The sorption isotherms obtained for all treatment options were used for quantifying sorption hysteresis. The set of descriptors defined by Majka et al. (2016) was used. The descriptors consisted of sorption hysteresis loop (H), the maximum difference of equilibrium moisture content for desorption and adsorption (∆EMC), and corresponding relative humidity (RH). The estimated descriptors of hysteresis are presented in Table 6. The applied treatment options had no significant influence on sorption hysteresis. It was clearly resulting from the values of all descriptors of sorption hysteresis.

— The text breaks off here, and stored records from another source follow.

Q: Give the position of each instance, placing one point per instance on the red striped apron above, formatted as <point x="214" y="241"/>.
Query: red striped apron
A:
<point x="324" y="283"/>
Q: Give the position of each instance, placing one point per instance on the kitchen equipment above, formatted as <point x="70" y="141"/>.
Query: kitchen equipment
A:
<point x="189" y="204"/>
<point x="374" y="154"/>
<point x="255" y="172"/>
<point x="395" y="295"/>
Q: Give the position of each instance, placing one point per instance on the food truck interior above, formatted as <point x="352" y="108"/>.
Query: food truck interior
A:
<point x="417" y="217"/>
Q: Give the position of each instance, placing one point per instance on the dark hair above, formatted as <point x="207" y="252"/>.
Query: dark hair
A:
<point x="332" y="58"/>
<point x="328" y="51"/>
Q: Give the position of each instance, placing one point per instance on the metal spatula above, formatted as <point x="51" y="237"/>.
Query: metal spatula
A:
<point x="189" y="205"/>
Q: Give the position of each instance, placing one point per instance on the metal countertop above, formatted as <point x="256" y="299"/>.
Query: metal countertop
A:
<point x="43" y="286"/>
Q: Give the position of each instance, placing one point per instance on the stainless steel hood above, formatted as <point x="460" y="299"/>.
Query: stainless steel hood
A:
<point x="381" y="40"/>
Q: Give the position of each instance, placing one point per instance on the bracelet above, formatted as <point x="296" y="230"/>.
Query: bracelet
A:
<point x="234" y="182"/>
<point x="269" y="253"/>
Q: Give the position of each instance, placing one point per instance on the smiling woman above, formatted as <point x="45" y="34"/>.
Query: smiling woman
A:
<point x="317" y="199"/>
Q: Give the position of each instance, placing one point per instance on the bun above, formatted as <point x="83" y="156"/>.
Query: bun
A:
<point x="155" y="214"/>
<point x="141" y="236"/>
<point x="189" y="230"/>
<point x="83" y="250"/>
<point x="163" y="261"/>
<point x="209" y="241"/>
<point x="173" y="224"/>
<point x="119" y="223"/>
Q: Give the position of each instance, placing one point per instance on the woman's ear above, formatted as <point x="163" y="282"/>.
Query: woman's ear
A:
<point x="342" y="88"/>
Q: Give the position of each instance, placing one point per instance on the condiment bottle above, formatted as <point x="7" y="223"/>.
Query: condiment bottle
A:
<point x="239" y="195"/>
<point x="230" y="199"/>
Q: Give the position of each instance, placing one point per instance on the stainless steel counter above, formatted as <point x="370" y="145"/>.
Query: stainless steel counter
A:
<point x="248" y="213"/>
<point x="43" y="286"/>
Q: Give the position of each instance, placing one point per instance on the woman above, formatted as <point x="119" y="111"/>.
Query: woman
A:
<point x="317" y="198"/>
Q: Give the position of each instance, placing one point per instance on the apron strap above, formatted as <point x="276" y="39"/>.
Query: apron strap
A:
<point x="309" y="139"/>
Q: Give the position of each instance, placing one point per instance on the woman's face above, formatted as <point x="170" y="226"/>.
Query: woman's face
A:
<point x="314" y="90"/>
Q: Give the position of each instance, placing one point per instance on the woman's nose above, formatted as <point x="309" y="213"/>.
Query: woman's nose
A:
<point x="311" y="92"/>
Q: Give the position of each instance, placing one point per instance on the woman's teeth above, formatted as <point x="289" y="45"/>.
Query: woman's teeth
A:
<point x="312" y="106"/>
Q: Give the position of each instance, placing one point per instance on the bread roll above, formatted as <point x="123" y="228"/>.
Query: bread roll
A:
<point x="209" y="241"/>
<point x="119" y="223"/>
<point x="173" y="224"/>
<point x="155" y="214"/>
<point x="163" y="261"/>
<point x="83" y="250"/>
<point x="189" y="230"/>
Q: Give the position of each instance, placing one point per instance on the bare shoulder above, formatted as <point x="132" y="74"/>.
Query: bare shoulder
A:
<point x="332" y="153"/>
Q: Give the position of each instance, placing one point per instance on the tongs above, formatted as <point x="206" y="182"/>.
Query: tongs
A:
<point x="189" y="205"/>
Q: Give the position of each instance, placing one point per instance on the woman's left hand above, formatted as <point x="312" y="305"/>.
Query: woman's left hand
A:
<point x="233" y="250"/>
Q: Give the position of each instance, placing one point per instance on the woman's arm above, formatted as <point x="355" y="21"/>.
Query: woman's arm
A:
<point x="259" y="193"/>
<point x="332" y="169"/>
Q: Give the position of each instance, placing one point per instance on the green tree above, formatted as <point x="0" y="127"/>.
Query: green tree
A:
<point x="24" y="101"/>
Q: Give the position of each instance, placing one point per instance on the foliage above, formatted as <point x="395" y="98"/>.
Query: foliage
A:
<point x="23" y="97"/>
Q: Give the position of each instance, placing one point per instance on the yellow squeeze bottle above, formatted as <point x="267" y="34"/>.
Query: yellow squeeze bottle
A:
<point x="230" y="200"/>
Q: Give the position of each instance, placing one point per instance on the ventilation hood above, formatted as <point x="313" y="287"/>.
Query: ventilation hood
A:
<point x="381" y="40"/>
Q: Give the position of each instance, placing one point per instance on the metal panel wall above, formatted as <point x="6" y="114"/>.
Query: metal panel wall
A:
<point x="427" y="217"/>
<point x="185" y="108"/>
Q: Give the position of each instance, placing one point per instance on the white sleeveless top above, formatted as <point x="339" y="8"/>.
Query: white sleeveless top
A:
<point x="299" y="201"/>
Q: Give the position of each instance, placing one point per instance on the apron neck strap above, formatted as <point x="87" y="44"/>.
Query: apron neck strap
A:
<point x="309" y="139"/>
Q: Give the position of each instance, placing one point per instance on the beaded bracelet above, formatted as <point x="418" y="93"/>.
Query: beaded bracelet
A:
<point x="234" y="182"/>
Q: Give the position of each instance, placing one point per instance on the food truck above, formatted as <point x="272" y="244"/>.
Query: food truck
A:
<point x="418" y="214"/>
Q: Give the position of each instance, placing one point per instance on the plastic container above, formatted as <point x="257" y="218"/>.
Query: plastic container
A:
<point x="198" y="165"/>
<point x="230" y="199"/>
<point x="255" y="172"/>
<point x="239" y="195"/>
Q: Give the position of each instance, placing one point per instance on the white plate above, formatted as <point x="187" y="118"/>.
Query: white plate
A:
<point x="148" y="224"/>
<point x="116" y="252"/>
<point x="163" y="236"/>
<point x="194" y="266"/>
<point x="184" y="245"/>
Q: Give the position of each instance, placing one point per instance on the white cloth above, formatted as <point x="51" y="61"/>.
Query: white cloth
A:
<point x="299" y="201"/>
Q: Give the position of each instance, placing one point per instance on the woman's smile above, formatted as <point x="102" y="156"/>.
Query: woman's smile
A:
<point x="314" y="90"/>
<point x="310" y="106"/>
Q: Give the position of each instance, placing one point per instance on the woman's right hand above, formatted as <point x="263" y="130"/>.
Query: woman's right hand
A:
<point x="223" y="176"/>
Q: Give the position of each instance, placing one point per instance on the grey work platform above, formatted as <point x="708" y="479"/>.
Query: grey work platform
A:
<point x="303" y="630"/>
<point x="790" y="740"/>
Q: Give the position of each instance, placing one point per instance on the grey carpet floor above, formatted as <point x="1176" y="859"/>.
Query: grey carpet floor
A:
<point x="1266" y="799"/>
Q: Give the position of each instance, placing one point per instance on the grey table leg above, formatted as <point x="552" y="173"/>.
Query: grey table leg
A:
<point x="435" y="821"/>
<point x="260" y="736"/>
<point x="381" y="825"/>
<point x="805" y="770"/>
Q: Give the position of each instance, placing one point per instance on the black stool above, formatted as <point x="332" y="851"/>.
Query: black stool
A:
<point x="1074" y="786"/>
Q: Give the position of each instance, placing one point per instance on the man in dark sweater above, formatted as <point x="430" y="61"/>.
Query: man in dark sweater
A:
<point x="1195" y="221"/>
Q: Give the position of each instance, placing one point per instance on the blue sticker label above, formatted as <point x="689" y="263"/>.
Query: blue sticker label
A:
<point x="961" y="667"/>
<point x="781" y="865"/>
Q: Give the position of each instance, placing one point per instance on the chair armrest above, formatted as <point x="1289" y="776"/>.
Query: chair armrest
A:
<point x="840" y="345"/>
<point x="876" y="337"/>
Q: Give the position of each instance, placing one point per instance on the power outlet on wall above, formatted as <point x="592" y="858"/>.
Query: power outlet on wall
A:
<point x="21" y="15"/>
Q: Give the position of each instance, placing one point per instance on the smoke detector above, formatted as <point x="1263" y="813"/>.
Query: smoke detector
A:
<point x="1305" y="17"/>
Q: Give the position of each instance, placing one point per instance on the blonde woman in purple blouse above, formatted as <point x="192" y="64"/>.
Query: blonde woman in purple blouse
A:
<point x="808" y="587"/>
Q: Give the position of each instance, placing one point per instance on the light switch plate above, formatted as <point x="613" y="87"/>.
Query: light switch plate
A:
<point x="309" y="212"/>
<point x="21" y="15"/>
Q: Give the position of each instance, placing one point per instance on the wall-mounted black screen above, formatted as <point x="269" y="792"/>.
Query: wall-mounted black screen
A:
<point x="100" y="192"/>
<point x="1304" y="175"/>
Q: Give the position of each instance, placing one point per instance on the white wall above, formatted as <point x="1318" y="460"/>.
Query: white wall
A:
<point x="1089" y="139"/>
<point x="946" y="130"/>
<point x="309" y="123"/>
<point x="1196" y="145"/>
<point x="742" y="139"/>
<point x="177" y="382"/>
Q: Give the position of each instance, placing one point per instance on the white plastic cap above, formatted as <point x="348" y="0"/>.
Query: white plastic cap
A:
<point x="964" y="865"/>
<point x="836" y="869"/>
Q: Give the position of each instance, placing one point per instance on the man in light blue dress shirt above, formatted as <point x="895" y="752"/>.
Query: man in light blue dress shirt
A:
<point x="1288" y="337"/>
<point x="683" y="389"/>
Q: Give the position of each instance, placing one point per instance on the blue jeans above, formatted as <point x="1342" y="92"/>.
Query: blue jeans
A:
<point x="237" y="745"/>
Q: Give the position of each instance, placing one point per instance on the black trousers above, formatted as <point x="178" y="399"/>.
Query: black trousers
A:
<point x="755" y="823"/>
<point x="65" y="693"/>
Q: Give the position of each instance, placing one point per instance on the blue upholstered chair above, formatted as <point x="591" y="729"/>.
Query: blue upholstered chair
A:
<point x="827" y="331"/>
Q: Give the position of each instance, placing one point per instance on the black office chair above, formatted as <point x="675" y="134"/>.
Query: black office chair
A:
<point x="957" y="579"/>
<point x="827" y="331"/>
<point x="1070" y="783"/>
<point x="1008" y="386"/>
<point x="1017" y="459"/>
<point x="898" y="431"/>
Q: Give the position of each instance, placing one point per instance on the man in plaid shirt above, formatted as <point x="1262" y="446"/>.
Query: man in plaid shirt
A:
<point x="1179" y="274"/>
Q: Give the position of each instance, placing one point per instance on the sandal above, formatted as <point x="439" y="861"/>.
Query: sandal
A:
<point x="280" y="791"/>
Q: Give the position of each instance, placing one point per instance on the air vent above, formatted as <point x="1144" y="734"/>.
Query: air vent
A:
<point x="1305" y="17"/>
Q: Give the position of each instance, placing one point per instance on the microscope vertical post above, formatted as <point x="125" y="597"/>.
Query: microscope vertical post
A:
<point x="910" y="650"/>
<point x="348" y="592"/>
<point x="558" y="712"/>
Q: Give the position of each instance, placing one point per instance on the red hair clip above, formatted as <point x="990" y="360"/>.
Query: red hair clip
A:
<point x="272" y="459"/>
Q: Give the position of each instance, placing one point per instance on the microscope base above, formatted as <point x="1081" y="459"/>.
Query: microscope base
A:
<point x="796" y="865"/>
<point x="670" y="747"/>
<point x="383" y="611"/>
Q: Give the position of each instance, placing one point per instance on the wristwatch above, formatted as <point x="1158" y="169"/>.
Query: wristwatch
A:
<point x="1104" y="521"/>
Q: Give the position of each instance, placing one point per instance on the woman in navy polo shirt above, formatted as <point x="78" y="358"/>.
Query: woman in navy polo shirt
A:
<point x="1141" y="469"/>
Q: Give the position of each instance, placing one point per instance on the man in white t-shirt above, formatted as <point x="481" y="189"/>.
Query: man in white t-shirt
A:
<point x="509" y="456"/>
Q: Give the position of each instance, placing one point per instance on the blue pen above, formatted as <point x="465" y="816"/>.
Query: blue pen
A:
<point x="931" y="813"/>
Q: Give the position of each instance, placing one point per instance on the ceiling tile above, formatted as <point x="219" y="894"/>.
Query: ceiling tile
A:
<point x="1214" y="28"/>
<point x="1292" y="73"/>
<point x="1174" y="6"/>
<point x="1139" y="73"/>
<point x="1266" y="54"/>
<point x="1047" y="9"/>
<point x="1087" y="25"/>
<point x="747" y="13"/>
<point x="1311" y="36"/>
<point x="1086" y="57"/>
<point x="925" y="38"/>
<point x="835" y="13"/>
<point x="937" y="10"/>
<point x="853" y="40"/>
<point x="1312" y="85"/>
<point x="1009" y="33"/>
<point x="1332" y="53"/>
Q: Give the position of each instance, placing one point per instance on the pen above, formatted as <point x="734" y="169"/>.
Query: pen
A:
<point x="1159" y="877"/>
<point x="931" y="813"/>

The observed increase of equilibrium moisture content of paper treated with starch modified with MTMS, TEOS, and NOTES was contrary to the findings reported for the interaction with liquid water (Nowak et al. 2022). It was reported that the application of the coatings caused a significant improvement in the static water contact angle (WCA). The values of the WCA recorded by Nowak et al. (2022) started from non-measurable ones for untreated paper (control material), with some improvement for starch-treated paper (contact angle approx. 50°), up to a significant increase over 115° for paper treated with starch modified with MTMS. However, not all options of the paper treatment were equally effective, e.g., a coating made of starch modified with TEOS and NOTES revealed less significant improvement of the angle than unmodified starch. The differences in the properties of paper properties were explained by the starch network’s silane distribution. MTMS molecules were characterized by short side chains (i.e., methyl groups) and relatively easily fixed within the starch structure. In contrast, silanes having longer side chains (e.g., NOTES) primarily covered starch surfaces. The Penetration Dynamics Analysis supported the findings, and the recommendation was made that the paper coating with starch modified with MTMS can be considered an effective method for improving the properties related to the interaction of paper with liquid water.

A different relation was observed for paper coated with starch modified with WR (Table 7). It was the only treatment option causing the reduction in the equilibrium moisture content of the paper sheets. Moreover, the measured static water contact angle was the highest among all studied treatment options and equal to 125°. It clearly shows that the paper treatment with starch modified with WR ensured the best hydrophobization of the material and improved the hygroscopic properties. Similar results on the effectiveness of fluorosilane coating were reported by Szubert et al. (2019), where high hydrophobic properties of surface treated wood were presented (WCA > 120°). The disparate characteristics obtained for the interaction of coated paper with moist air are presumably related to mechanisms blocking active sorption sites within the paper and/or starch.